« Mon père fut Typhon et ma mère Echidna, la vipère, pour moitié femme très belle et pour moitié horrible serpent maculé. Mes frères furent Cerbero, la célèbre Idra et Ortro. Je suis la personnificatios de la Tempête, et ma voix est le tonnerre.
Chimère, en grec Khimaira, signifie chèvre, et la chèvre est le plus domestique des animaux sauvages et le plus sauvage des animaux domestiques. C’est dans cette mesure que sont symbolisées chez moi les trois significations : le lion est la force, la chaleur : l'été ; le serpent est la terre, l'obscurité et donc l’hiver, la vieillesse ; la chèvre est le passage, la transition et donc automne et printemps. »

d’après “Theogonia” d’Hesiode

« La Chimera », symbole mythologique et alchimique de la transformation...
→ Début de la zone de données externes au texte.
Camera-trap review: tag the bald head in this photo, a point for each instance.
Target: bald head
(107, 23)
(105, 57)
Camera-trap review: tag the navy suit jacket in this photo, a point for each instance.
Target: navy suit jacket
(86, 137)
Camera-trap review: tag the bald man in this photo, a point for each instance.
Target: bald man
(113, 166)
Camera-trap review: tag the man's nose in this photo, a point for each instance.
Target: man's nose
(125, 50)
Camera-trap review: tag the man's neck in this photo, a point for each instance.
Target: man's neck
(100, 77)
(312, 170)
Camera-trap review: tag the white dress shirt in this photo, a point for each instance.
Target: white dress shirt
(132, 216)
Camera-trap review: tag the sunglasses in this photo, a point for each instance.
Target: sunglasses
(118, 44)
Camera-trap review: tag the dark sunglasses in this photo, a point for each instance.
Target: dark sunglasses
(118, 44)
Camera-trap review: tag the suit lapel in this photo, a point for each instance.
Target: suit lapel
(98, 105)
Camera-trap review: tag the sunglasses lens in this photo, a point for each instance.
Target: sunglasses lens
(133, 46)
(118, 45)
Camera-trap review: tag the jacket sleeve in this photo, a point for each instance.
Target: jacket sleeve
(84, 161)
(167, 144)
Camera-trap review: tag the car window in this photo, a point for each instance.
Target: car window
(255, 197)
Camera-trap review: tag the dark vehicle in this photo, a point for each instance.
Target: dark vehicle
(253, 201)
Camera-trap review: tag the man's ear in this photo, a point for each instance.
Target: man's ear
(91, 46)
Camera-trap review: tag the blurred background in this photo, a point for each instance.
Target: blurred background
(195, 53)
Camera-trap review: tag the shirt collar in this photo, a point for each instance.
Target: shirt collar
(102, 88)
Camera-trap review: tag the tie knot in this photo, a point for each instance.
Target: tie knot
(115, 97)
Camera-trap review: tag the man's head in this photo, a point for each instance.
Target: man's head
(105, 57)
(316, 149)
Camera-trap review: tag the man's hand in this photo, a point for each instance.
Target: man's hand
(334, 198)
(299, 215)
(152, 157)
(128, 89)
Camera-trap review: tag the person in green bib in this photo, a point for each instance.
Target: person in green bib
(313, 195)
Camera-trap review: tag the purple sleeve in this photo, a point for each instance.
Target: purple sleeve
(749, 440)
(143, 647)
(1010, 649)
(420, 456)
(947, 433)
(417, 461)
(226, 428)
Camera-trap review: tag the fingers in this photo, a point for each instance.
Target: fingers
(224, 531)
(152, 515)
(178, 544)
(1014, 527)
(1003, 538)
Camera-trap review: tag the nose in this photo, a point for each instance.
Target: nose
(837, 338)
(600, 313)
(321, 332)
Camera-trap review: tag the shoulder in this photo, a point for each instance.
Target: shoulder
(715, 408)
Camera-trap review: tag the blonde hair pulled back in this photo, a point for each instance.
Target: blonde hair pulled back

Sabina Colonna Preti a fondé en 2001 l’ensemble de violes de gambe La Chimera qui, depuis la rencontre avec Eduardo Egüez et Quito Gato, a immédiatement pris de nouvelles formes. Tout en conservant sa caractéristique sonore d’origine d’ensemble de violes, La Chimera est devenue une formation à géométrie variable composée d’artistes de renom international. L’activité de La Chimera se concentre sur la création de projets originaux où convergent diverses formes d’art avec un intérêt particulier pour les liens entre le monde ancien et le monde moderne.

La première réalisation de La Chimera, Buenos Aires Madrigal a fait l’objet d’un enregistrement CD dans la série Early Fusion (m.a recordings), très bien accueilli par la critique internationale. A sa création, aux Bouffes du Nord (Paris), le spectacle a remporté un immense succès . Avec Buenos Aires Madrigal, La Chimera s’est produit en suite en France (Opéra de Lille, Millau, Villefranche-de-Rouergue, Rodez, Sarrebourg, Noirlac, Poitiers, Paris), en Belgique (Flawinne, Bruxelles, Liège), Italie (Teatro Ponchielli de Cremona), Luxembourg et en Espagne (Gijòn et Bilbao).

Buenos Aires Madrigal peut être proposé en simple concert ou dans sa version spectacle avec projection vidéo & danse.

Dans son deuxième projet, Tonos y Tonadas, La Chimera mêle des éléments musicaux et littéraires du Baroque espagnol au Folklore latino-américain actuel. Ce programme a été donné en concert à Ancona (Italie), au Portugal (Festival international de Musique de Mafra), à l’Auditorium Olivier Messiaen de Radio France à Paris et à Lannion (Festival de Lanvellec), en Belgique (Festival de Namur) et il est programmé à Luxembourg dans le mois de mars 2010.

Pour le troisième projet  La Voce di Orfeo, et la sortie d'un album CD chez le label français Naïve, l’ensemble, en petite formation, rend hommage au  ténor  italien Francesco Rasi, l’Orphée de la célèbre opéra de Claudio Monteverdi. Le programme raconte les vicissitudes du dieu Amour en trois actes. « Amor che deggio far » ou l’amour heureux ; « Vedro il mio sol » ou l’amour concret, come celui d’Orphee et Euridice, et « Vattene pur crudel » ou l’amour cruel.

Le dernier opus de La Chimera est Odisea Negra : El mar de las Memorias, qui parcourt l'imaginaire de l'Amérique centrale noire depuis ses origines jusqu'à nos jours en passant par de nombreux styles musicaux qui caractérisent ledit imaginaire, des negrillas polyphoniques du XVIe siècle à la habanera, au son et au boléro cubains ; de la jácara baroque au merengue et au joropo vénézuéliens.